Thursday, September 10, 2009

Talent is a Tool.

"Talent is a tool and trouble is a friend"

Talent is something special. It is our own ability. Our skill, that either come naturally or something that is trained. We polish it, perfect it, and use it, hopefully for our benefit. 

Talent is a tool. It is utilized for the best benefits imaginable. Take a good musical instinct and use that talent to construct symphonies and orchestras. Take good public relations and use it to know as many people as possible. 

But talent is two-pronged. It can go in the other direction as well. It can be to strip people of benefits. Take an excellent cardsharp at the card table who shows promising skill with sleight of hand, and this man can be the cheat during what seems to be a clean poker game. This man can be the sole ripper of benefits, namely money in this sense, and send other 'suckers' in the game to the cleaners. 


But not straying from the point, everyone has talent. And everyone can harness it, use it for whatever they need. 


But behind every talent, trouble can await. 


Talent is a tool, and trouble is a friend. And in certain instances, talent do not go well with trouble, but trouble always awaits. 


For every man who has promising talent, is open to exploitation of some sort. Where there is exploitation, where he utilizes his talent not in his own will, there will be trouble. 
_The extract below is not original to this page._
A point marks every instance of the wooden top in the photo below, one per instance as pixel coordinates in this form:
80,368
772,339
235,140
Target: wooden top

Take for example the sleight of hand artist who does things purely for the love of sleight of hand. Trouble awaits at the card table if say someone employs him to be the dealer to deal him the winning hands. In short, people are using him to get the money. 


Take for example a promising new product by a university student full of vision. It can be arranged such that the product he comes up with will not be his own. It will be 'made' into someone else's idea. It will ripped off from him. 
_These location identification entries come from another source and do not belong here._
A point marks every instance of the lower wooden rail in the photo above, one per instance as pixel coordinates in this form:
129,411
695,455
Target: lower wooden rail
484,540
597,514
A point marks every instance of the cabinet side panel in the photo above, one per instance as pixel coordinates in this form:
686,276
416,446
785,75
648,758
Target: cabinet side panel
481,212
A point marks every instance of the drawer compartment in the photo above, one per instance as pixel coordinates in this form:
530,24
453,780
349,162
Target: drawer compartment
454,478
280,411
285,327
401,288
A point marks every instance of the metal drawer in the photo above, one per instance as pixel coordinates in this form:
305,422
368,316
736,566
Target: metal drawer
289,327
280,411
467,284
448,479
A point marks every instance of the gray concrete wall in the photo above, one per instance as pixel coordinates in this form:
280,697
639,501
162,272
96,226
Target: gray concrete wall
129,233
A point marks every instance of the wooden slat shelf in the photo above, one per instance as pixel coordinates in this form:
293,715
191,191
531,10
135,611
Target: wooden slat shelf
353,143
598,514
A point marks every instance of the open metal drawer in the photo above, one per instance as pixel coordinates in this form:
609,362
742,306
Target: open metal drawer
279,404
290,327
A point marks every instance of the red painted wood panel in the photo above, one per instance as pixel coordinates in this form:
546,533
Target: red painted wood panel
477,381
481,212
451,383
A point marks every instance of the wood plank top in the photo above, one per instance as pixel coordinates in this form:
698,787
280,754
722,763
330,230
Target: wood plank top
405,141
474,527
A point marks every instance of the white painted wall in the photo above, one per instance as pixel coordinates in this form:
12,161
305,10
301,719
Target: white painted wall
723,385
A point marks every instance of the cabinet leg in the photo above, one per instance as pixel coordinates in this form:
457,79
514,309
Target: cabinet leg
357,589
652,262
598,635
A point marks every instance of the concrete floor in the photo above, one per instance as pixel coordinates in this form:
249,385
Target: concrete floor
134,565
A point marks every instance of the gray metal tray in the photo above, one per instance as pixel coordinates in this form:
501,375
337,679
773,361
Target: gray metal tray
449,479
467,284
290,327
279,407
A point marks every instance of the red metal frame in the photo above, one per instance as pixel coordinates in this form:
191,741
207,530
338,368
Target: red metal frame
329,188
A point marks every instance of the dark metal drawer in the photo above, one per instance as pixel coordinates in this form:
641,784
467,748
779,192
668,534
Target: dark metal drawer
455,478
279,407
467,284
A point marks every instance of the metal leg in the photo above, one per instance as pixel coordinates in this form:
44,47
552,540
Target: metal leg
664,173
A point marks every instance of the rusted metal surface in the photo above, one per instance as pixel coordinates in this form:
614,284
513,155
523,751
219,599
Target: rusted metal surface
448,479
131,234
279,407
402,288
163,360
Take individual talent of intellect, who come from one country to another to study but in the end does not go back to serve. This is because the other country is keeping intellectual talent from the parent. Malaysia is one good example, where intellectual talent does not go back to Malaysia one way or the other. 


University students who do their final year projects (This for engineering students) have to sign an agreement form, in which they declare that all findings will eventually be properties of the university, and not themselves. This is also another version of taking talent from claiming their name. 


And the list can go on and on. Point is, talent keeps on sprouting from time to time. But in the end trouble always awaits at the door to utilize the tool for something else. Something that it was not designed for. But in the end it gets done due to the mystical appeal and finesse of 'trouble'. 


Think about it. Does it matter to keep talent where it should be?